Cuando pasan cosas raras con mi hijo, me subo en el dron. Allí me acomodo y nos miro como si fuéramos otros. La primera vez fue aquella Nochebuena cuando tuvimos que volver a Usurbil en plena noche. Recuerdo que mientras me veía conducir pensaba que parecíamos una película de miedo. Él totalmente contraído, arrebujado en el asiento de atrás y yo subiendo al Centro Psiquiátrico en mitad del monte en una noche oscura y cerrada. Era tan triste que no parecía real. Cuando hicimos el camino de vuelta, con mi hijo ya mejor, aunque todavía muy asustado, él me decía «anda, ama, que ya nos toca pasar cosas raras, ¿eh?», y yo asentía desde el dron.

Hoy hemos venido a una cita con los Servicios Sociales. Después de esperar un rato nos hacen pasar a un despacho sin apenas mirarnos a la cara, ni a él ni a mí. Se ve que estas cosas pasan muy a menudo y que no somos los únicos, como cada uno de nosotros creemos. Al cabo de un rato la trabajadora social me dice que espere fuera y me voy a dar una vuelta en el dron.

Una entrevista más, otro día en el que vamos por ahí, como antiguos viajantes, contando nuestra vida a perfectos desconocidos que apenas nos miran a la cara. Inevitablemente una y otra vez espero que algo bueno salga de la última cita, que alguien mueva un papel, que algún sicólogo encuentre el lugar hecho a la medida de mi hijo. En todas las películas lo hay. El 90% de las historias tienen un final feliz. ¿Por qué no había de tenerlo la nuestra?
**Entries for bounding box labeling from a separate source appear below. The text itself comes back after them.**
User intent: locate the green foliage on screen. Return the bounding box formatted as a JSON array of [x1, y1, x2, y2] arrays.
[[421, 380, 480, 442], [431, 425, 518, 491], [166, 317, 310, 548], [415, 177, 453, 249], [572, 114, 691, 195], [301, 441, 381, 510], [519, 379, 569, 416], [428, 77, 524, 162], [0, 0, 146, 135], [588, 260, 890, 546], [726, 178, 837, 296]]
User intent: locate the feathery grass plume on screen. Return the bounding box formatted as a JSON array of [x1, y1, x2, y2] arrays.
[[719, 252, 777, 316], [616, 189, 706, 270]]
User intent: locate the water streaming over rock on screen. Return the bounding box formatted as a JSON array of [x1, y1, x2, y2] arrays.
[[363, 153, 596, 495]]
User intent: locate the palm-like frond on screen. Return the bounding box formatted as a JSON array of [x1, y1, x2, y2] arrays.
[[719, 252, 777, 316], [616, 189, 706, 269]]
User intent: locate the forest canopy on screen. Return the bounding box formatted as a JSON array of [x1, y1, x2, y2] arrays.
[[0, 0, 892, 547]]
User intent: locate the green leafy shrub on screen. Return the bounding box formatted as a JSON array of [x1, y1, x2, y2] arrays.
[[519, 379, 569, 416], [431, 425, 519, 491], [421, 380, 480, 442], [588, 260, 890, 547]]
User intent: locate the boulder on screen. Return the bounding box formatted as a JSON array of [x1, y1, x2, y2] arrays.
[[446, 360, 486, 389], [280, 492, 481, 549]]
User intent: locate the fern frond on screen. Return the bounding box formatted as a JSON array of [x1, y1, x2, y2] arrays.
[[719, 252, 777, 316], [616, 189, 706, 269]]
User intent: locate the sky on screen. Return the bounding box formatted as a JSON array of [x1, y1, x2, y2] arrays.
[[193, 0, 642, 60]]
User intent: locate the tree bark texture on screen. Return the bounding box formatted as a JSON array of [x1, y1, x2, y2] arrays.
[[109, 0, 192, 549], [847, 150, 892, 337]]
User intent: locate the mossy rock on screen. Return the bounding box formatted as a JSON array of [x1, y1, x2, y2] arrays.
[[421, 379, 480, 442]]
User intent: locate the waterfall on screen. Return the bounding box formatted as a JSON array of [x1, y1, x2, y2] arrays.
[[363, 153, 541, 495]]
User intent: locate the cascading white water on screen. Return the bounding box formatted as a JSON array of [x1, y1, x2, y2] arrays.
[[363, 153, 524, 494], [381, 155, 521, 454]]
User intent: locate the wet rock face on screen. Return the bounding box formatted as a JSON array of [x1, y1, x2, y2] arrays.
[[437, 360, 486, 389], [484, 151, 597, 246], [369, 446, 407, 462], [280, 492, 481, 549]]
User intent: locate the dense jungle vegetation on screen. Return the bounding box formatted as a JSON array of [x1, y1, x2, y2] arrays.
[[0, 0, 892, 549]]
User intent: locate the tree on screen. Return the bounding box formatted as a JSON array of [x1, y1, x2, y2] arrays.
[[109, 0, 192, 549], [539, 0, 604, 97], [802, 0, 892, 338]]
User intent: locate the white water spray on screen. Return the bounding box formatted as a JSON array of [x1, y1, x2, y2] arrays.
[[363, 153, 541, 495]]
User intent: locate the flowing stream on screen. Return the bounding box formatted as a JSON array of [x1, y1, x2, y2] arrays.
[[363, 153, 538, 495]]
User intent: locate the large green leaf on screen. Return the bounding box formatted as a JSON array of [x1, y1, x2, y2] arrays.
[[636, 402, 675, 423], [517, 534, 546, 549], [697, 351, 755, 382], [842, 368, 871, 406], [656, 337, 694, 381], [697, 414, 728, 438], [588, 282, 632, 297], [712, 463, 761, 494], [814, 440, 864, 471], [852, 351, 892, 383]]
Sale el sol y el aire se va templando. Se está bien aquí arriba. Cuando mi hijo termine de responder a tanta pregunta como le estarán haciendo, si es posible que no se enfade después de tanto tiempo, aterrizaré suavemente el dron y nos iremos a tomar un café con leche. Él querrá una palmera de chocolate y yo primero diré que no, que no le conviene, pero después me dará pena y pediré dos cafés con leche y una palmera de chocolate y él me preguntará «¿y ahora qué, ama?» Y yo no sabré qué decirle.